First up is our disclaimer.  We got this game because we wanted to review it and as such
all views in this article our are own, and no money has been exchanged for this review.

splash_logoDragon Ball Xenoverse was created by Bandai Namco games, and carries the Dragon Ball franchise onto the PC! Battling alongside your favorite heroes such as Goku, Gohan, Vegeta, and Yam… Okay lets be honest, if I finished that sentence I’d be killing people with laughter.

One interesting feature is that you can create your own Dragon Ball-themed character with Bandai’s in-depth character creator. However this can create some problems, such as me running into Taylor
Swift…or Adolph Hitler!
Another issue I have noticed in the game is the lack of a community. Bandai decided to treat the game as a Massively Multiplayer Online (MMO) experience, but only implemented chat options that are “family-friendly”.  Speaking options are limited to “Hello”, “I’m Hungry.”, “I’m Thirsty.”, “Searching for party,” and other simple statements.

But there is a reprieve. The game includes a microphone option so you can say to other players: “Dammit Kakarot, I am the strongest alive because I am Vegeta, Prince of all Saiyans!” Despite their best efforts in keeping the game family-friendly, Bandai has given players access to a microphone. As such, I kept getting cursed out when I tried to join parties because the people playing didn’t know how to create a private room for themselves and their friends.
However there are some bright sides to the game’s overall design. My favorite is that you can create a character from Earthling, Saiyan, Majin, Namakian and Frieza races. This helps determine how you build your character, as well as their overall strengths and weakness.

Let’s face it, you will all probably pick Saiyan like I did, just so you can yell at the screen go KAAA MEEEE HAAAA MEEE HAAA. If you’re expecting to go all Super Saiyan 3, good luck. The only time you get to do that is during the opening sequence (where you fight Buu as Goku).

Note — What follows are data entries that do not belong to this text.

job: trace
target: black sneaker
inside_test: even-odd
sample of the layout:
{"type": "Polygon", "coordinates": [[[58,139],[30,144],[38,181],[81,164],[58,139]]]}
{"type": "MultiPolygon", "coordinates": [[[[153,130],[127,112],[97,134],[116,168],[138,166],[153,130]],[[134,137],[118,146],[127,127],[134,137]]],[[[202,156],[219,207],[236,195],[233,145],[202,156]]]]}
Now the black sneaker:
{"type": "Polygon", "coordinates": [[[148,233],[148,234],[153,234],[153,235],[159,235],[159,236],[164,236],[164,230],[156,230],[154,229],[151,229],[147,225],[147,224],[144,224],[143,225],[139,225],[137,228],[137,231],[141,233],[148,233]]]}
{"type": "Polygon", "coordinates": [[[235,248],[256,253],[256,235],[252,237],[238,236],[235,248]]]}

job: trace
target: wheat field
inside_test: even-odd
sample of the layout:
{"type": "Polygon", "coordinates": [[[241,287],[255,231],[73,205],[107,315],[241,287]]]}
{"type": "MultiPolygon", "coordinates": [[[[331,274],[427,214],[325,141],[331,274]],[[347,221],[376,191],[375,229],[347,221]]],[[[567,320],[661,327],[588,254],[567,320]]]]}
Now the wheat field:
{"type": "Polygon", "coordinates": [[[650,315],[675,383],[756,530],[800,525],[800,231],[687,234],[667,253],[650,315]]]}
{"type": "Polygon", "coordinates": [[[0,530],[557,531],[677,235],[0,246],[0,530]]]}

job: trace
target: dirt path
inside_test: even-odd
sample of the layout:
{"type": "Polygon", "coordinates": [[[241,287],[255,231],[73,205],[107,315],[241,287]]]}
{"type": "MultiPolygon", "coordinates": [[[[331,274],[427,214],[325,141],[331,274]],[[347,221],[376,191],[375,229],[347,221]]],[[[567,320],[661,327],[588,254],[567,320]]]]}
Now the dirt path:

Players may advance only to Super Saiyan 2 or Super Vegeta 2. Ultimately the Dragon Ball Xenoverse story conflicts with the canon, especially with respect to the recent Battle of the Gods movie. But don’t fret, fans. The canon doesn’t get entirely wrecked by this game; just a tiny bit. I am apprehensive, though about what may happen when the new Resurrection F movie comes out; how they will mess with the canon even more.

Another thing about the story is that it felt dry and a bit forced at times. As I am a person who enjoyed the series as a child, I am a bit disappointed about how they handled a few things.  After all, you are defending time itself. Additionally, I’d like to experience Goku’s true transformation all over again, and not have him babel on saying:
“I’m a Saiyan from Earth. I’m your worst nightmare, Frieza!”

Ultimately, the game is good, minus the forced dialog and lack of speaking options.
You aren’t allowed to use Microsoft in the lobby either, so you generally spend about five minutes per group talking with other players before you leave. Also, there is no “friending” option; only a “favorite”, which simply keeps players’ character data handy in case you want to play offline with NPC versions of their character.

Lastly, there is an horrendous bug where the Steam cloud can actually corrupt your data, and in so doing replace your current and future game saves with broken saves. I’ve lost sixty hours worth of game play as of this review, and I hope Bandai fixes this soon.